Natural wine dominates the collection at aki nagao, including wines from countries worldwide and 15 Hokkaido wineries. The in-store seller holds many wines ready to drink, and another 10,000 bottles age gently in a seller at a separate location. Chef Nagao says the wines are chosen not based on name value or knowledge. It all comes down to taste. And when you get deep into food and wine, you see it is all about people. It is not a coincidence that delicious products are made in the hands of lovely, inspiring people who take their work seriously. The restaurant team undertakes regular tasting and checking of storage conditions. And as with ingredients, wines must be watched carefully to find their peak. Some are best enjoyed young and fresh; others will not be ready for five or ten years.
CHEF
Akihiro Nagao
WINE
Almost every guest visiting aki nagao partakes in a wine pairing course. The options are either a Hokkaido wine course or one composed of natural wines from around the world, and in both, the focus is on the synergy between the cuisine and the wine. Pairings take many forms – alignment of flavors, supplementing missing elements, generating totally new tastes – and the aki nagao pairing course meanders beautifully through each. Natural wines, in particular, vary significantly by the bottle, so the team does a tasting to check the condition each day before service. The chef makes final minor adjustments to the cuisine based on these assessments, resulting in a highly polished pairing experience.

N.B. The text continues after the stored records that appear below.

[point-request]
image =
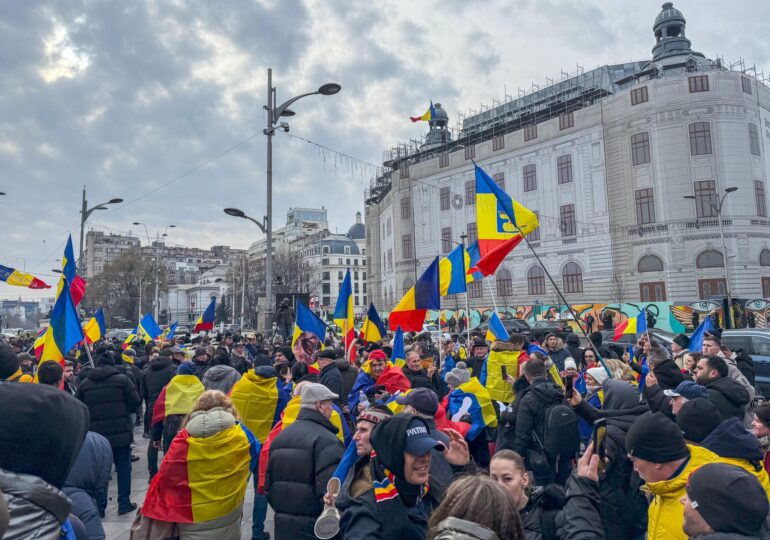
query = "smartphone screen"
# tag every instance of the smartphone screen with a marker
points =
(600, 440)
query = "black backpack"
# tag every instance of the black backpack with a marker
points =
(560, 431)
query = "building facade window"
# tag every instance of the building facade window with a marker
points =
(530, 132)
(406, 208)
(645, 206)
(698, 83)
(640, 148)
(639, 95)
(700, 138)
(406, 246)
(446, 239)
(754, 140)
(536, 281)
(572, 277)
(529, 175)
(564, 169)
(759, 194)
(470, 192)
(705, 198)
(504, 283)
(567, 224)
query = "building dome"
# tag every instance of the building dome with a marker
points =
(357, 231)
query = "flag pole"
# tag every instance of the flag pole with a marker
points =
(563, 299)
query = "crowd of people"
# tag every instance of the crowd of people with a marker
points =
(568, 442)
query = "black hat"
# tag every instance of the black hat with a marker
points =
(655, 438)
(697, 418)
(728, 498)
(682, 340)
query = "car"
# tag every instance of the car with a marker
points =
(755, 342)
(540, 329)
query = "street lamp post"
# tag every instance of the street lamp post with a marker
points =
(274, 114)
(718, 208)
(85, 212)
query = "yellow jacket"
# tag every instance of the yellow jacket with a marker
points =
(666, 512)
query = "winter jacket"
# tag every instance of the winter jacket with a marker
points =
(730, 397)
(301, 461)
(37, 509)
(110, 397)
(736, 446)
(221, 378)
(89, 475)
(666, 512)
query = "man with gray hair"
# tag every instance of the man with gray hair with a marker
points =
(301, 461)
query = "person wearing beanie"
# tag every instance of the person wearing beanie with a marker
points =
(723, 501)
(111, 398)
(397, 503)
(664, 461)
(302, 459)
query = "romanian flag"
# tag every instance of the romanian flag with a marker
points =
(429, 114)
(206, 320)
(95, 329)
(308, 322)
(473, 399)
(343, 311)
(496, 331)
(501, 223)
(636, 325)
(288, 417)
(65, 331)
(372, 329)
(177, 397)
(202, 479)
(19, 279)
(410, 312)
(260, 402)
(398, 357)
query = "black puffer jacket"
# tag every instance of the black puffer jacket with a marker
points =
(110, 397)
(729, 396)
(302, 459)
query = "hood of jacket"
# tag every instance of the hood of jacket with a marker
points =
(732, 390)
(730, 439)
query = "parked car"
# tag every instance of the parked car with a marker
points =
(755, 342)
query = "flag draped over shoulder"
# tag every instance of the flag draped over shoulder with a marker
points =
(501, 223)
(202, 479)
(21, 279)
(308, 322)
(473, 399)
(206, 320)
(410, 312)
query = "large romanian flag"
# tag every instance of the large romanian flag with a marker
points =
(501, 223)
(410, 312)
(202, 479)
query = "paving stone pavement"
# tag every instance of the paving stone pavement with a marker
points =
(118, 527)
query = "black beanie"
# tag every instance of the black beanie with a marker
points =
(655, 438)
(697, 418)
(44, 433)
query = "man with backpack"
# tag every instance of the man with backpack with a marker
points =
(546, 427)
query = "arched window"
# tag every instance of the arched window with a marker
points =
(504, 283)
(572, 277)
(711, 258)
(535, 280)
(650, 263)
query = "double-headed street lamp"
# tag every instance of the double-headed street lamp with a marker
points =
(156, 303)
(718, 209)
(274, 114)
(85, 212)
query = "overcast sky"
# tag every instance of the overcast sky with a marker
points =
(126, 97)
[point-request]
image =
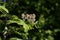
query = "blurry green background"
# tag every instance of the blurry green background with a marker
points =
(29, 19)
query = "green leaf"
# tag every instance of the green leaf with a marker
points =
(2, 8)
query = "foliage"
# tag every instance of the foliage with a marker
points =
(45, 24)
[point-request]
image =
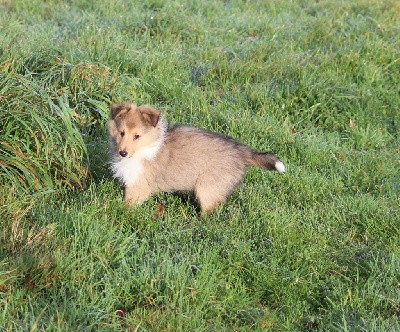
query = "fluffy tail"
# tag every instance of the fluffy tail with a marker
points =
(267, 161)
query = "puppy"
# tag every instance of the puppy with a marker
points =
(149, 157)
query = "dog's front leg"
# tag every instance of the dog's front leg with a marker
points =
(136, 194)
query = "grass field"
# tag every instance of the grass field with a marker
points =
(317, 248)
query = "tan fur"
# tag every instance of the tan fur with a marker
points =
(177, 159)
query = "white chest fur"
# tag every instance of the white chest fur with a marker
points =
(129, 170)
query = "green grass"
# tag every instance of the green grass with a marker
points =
(317, 248)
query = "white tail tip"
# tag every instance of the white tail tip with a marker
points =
(280, 167)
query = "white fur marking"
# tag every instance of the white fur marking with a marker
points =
(280, 167)
(128, 170)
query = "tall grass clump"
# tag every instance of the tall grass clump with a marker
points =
(40, 144)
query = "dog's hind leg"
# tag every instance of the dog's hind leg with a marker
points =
(212, 193)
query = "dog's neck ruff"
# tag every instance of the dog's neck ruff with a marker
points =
(128, 170)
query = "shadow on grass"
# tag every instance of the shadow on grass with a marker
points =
(98, 156)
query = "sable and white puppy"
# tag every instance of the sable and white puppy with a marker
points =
(149, 157)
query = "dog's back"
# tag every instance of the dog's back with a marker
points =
(209, 164)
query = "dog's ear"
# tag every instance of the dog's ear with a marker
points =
(116, 109)
(149, 114)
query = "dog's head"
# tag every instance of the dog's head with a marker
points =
(133, 127)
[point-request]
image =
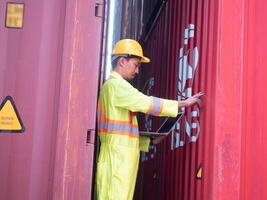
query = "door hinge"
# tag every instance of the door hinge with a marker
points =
(99, 9)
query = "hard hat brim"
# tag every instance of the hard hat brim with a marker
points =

Going beyond pairing, a very popular option at aki nagao is ‘tripling’ – the chance to try two different drinks with one dish. Chef Nagao’s cuisine contains numerous interwoven elements, and two glasses highlighting separate elements ensure double the pleasure! And guests still thirsty for more will be delighted with the selection of digestifs and sweet wines. The chef also sings the praises of the non-alcohol pairing course containing offbeat, creative combinations of Hokkaido ingredients that not even a chef would consider. Head sommelier Misaki Ueshima talks cheerfully about how the team never compromises regarding the things guests put in their mouths. Whether you like a drink or prefer something non-alcoholic, you will be glad you visited aki nagao for the true taste of happiness the marriage of food and drink brings.